La Sixième
Symphonie de Gustav Mahler est une œuvre particulière, sans doute la plus
personnelle du compositeur, comme le relève le programme de cette soirée en
titre de l’essai de Jürgen Ostmann. Il semblerait que ce puisse également être
la plus classique des symphonies de Mahler, celle qui serait le plus proche du
schéma traditionnel en quatre mouvements. Sur les dix symphonies (sans compter
le Chant de la Terre) du compositeur,
seules en effet les premières, sixième et neuvièmes sont construites en quatre
mouvements, sans apport de chant soliste ou choral. Classique facture de façade
seulement, tant la conception de l’œuvre est éloignée des canons usuels issus
de Haydn et Mozart. Très personnelle, cette œuvre a pu apparaître à certains
comme la seule sixième symphonie, malgré la Pastorale
de Beethoven. Génie de la symphonie, Beethoven lui a donné un souffle épique,
mais sa Sixième déjà casse le moule,
en cinq mouvements, évocations de la nature dans ses phénomènes pastoraux, que
Mahler reprendra pour une évocation globale du monde comme sa volonté et sa
propre représentation. Comme le précise Henry-Louis de La Grange, « un examen attentif relèvera, sous cette
apparence, un ouvrage rien moins que classique. Avec cet immense Finale, qui
dure une demi-heure à lui tout seul, tendu, crispé, inéluctablement tragique,
cette énergie presque brutale, cette fin en catastrophe, il s’agit au contraire
d’une des symphonies les plus difficiles de Mahler. Par son caractère excessif,
par sa longueur, ses violences et son pessimisme fondamental, c’est l’une de
celles qui ont le plus intéressé les commentateurs et exégètes… ».
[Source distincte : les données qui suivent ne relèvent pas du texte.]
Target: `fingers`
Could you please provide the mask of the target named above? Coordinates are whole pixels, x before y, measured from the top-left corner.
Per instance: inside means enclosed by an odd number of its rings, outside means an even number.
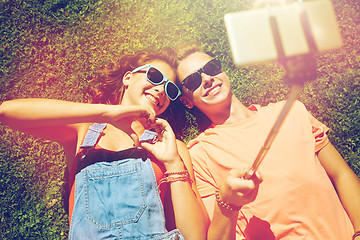
[[[166,120],[161,118],[155,118],[154,124],[164,131],[169,130],[169,128],[171,129],[170,124]]]
[[[154,149],[154,144],[153,143],[148,143],[148,142],[140,142],[139,146],[144,148],[145,150],[152,152]]]
[[[170,124],[164,119],[156,118],[154,124],[151,125],[151,128],[154,128],[157,132],[156,141],[141,141],[141,146],[151,152],[164,164],[170,164],[173,161],[177,161],[179,153],[175,134],[172,131]]]
[[[253,180],[238,177],[229,177],[227,184],[229,185],[229,189],[231,189],[231,191],[243,193],[253,191],[259,185]]]
[[[131,121],[140,121],[145,128],[149,128],[155,122],[156,113],[154,109],[145,105],[130,106],[127,108],[127,115],[124,116]]]
[[[132,132],[129,135],[131,139],[134,141],[134,147],[140,147],[139,136],[135,132]]]
[[[255,172],[255,174],[253,174],[249,178],[245,178],[246,174],[247,174],[247,171],[242,168],[234,168],[229,171],[230,176],[234,176],[234,177],[242,178],[242,179],[246,179],[246,180],[252,180],[256,183],[262,182],[262,177],[261,177],[261,174],[259,171]]]
[[[154,123],[150,127],[154,128],[156,130],[159,138],[162,138],[164,136],[175,138],[175,134],[174,134],[170,124],[164,119],[155,118]]]
[[[154,124],[156,119],[156,113],[154,109],[144,106],[144,109],[140,114],[140,118],[145,119],[145,127],[148,128],[149,126]]]
[[[231,204],[240,206],[253,201],[257,195],[261,175],[256,173],[250,179],[245,179],[245,169],[232,169],[229,171],[220,187],[223,199]]]

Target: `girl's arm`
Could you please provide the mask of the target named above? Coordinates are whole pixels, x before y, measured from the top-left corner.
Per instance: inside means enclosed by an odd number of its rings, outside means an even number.
[[[191,184],[183,181],[170,184],[176,227],[185,239],[206,239],[210,220],[196,188],[190,155],[183,142],[177,141],[177,147],[183,162],[179,161],[179,164],[169,166],[167,170],[171,172],[187,169]]]
[[[77,137],[77,123],[108,122],[121,128],[126,118],[153,120],[155,114],[152,109],[143,106],[76,103],[53,99],[17,99],[0,105],[0,122],[60,143]],[[126,121],[129,122],[129,119]]]
[[[186,240],[206,239],[209,219],[195,187],[192,164],[186,145],[175,139],[175,134],[165,120],[157,119],[156,124],[160,133],[158,141],[154,144],[141,143],[141,145],[164,163],[170,177],[182,178],[184,170],[188,170],[192,181],[191,184],[184,179],[166,183],[170,187],[176,228]]]

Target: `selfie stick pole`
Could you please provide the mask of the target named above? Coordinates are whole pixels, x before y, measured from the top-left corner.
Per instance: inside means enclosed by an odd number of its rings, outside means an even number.
[[[291,85],[291,90],[285,102],[285,105],[280,112],[279,117],[277,118],[273,128],[271,129],[268,137],[265,140],[264,145],[260,149],[254,162],[247,169],[244,176],[245,179],[250,179],[256,173],[266,153],[269,151],[270,146],[276,137],[276,134],[279,132],[281,124],[283,123],[286,115],[288,114],[292,104],[299,96],[303,88],[304,82],[306,80],[316,79],[316,64],[314,54],[317,52],[317,47],[310,29],[309,20],[304,9],[302,9],[302,11],[300,12],[300,20],[310,51],[307,54],[286,57],[281,43],[276,18],[274,16],[270,16],[270,25],[279,56],[279,62],[280,64],[284,65],[286,69],[287,79],[289,80],[289,84]]]
[[[297,99],[299,93],[302,90],[302,86],[300,85],[293,85],[291,90],[290,90],[290,94],[285,102],[285,105],[278,117],[278,119],[276,120],[273,128],[270,131],[270,134],[268,135],[268,137],[265,140],[264,145],[261,147],[260,152],[258,153],[258,155],[255,158],[255,161],[253,162],[253,164],[247,169],[246,171],[246,175],[244,176],[244,178],[249,179],[251,178],[254,173],[256,172],[256,170],[259,168],[260,163],[262,162],[262,160],[264,159],[266,153],[268,152],[268,150],[270,149],[270,145],[273,142],[276,134],[279,132],[280,126],[283,123],[287,113],[289,112],[292,104],[295,102],[295,100]]]

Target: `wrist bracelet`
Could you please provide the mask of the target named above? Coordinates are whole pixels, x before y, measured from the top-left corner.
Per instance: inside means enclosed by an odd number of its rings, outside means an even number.
[[[356,237],[360,236],[360,231],[356,231],[352,237],[352,240],[355,240]]]
[[[216,202],[217,204],[220,206],[220,207],[223,207],[223,208],[226,208],[227,210],[230,210],[230,211],[239,211],[241,209],[241,207],[237,207],[237,206],[234,206],[234,205],[230,205],[226,202],[224,202],[220,196],[220,192],[219,192],[219,189],[216,189],[215,191],[215,198],[216,198]]]
[[[178,175],[178,176],[169,176],[169,175]],[[159,182],[159,187],[161,184],[163,183],[172,183],[172,182],[177,182],[177,181],[183,181],[183,182],[189,182],[190,185],[192,183],[192,180],[190,178],[190,174],[187,170],[184,171],[178,171],[178,172],[165,172],[164,176],[160,182]]]
[[[189,172],[188,172],[188,170],[182,170],[182,171],[177,171],[177,172],[168,172],[168,171],[166,171],[164,173],[165,176],[175,175],[175,174],[184,175],[184,174],[189,174]]]

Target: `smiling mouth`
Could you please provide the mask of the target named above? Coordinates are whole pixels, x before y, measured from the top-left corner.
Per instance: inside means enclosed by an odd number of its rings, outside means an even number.
[[[146,97],[148,100],[150,100],[150,102],[152,102],[152,104],[153,104],[154,106],[159,107],[159,99],[158,99],[158,98],[154,97],[154,96],[151,95],[151,94],[145,94],[145,97]]]
[[[218,85],[214,86],[213,88],[211,88],[204,94],[204,97],[207,97],[209,95],[214,96],[214,95],[218,94],[221,86],[222,86],[222,84],[218,84]]]

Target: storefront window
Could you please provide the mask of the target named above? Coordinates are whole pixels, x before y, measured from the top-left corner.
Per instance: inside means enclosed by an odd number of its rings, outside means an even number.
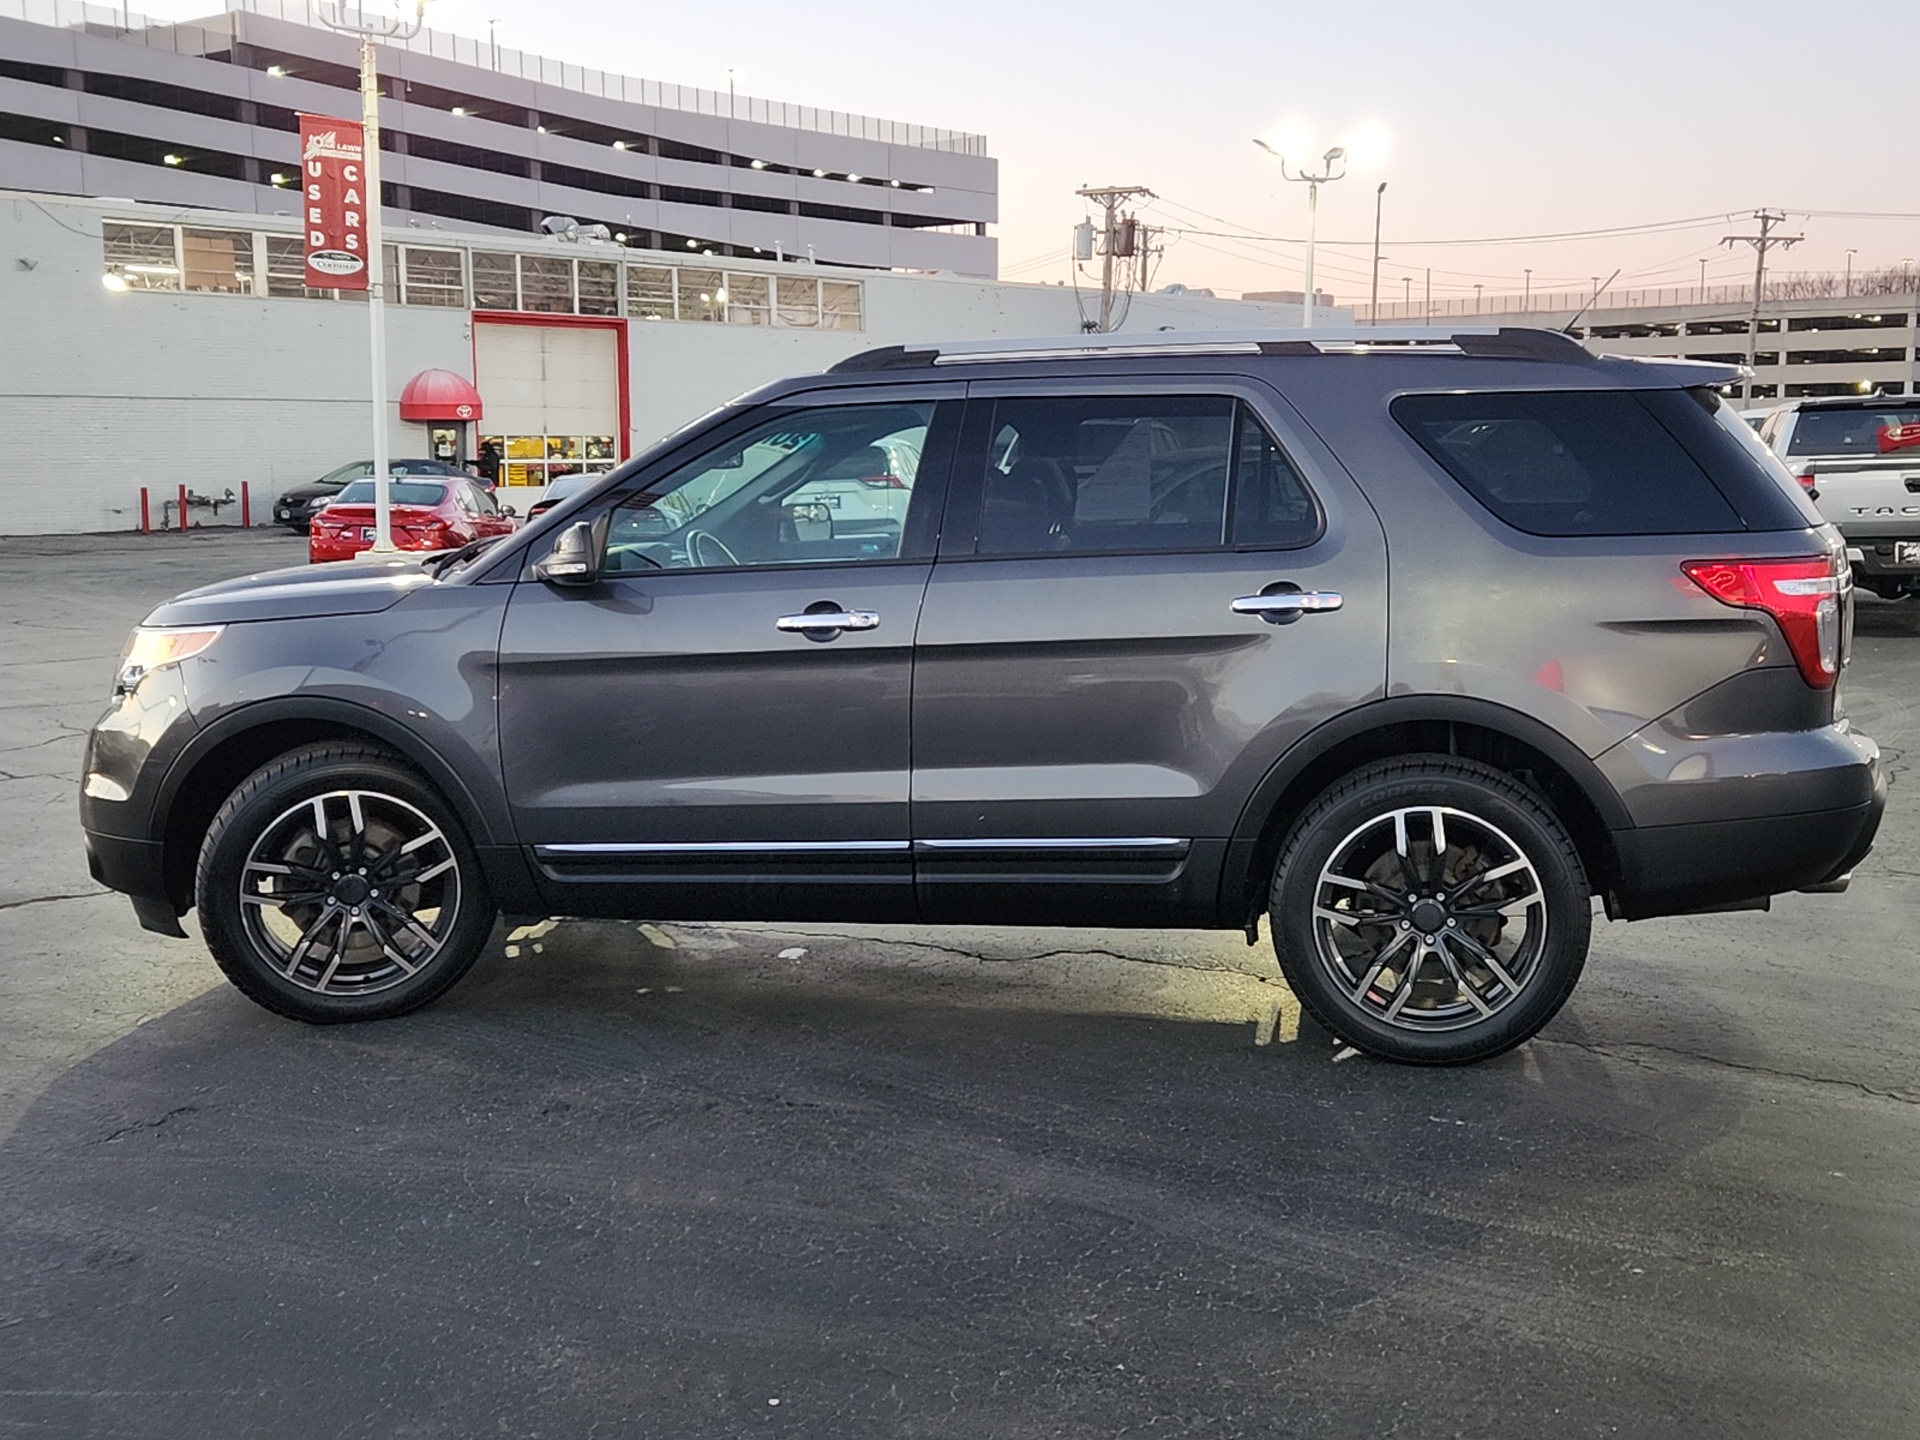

C’est un tournant dans l’œuvre de Mahler, un
adieu à l’univers enchanté du Knaben
Wunderhorn, présent dans toutes ses œuvres précédentes. Tragique, l’œuvre
est pessimiste, de ce pessimisme que l’on trouve chez Schopenhauer. Mahler
semble penser qu’il n’y a pas eu d’âge d’or et qu’il n’existe pas d’espoir
d’amélioration, pas d’espoir de progrès vers une situation moins misérable de
l’humanité, ni même, bien moins encore sans doute, vers un au-delà meilleur.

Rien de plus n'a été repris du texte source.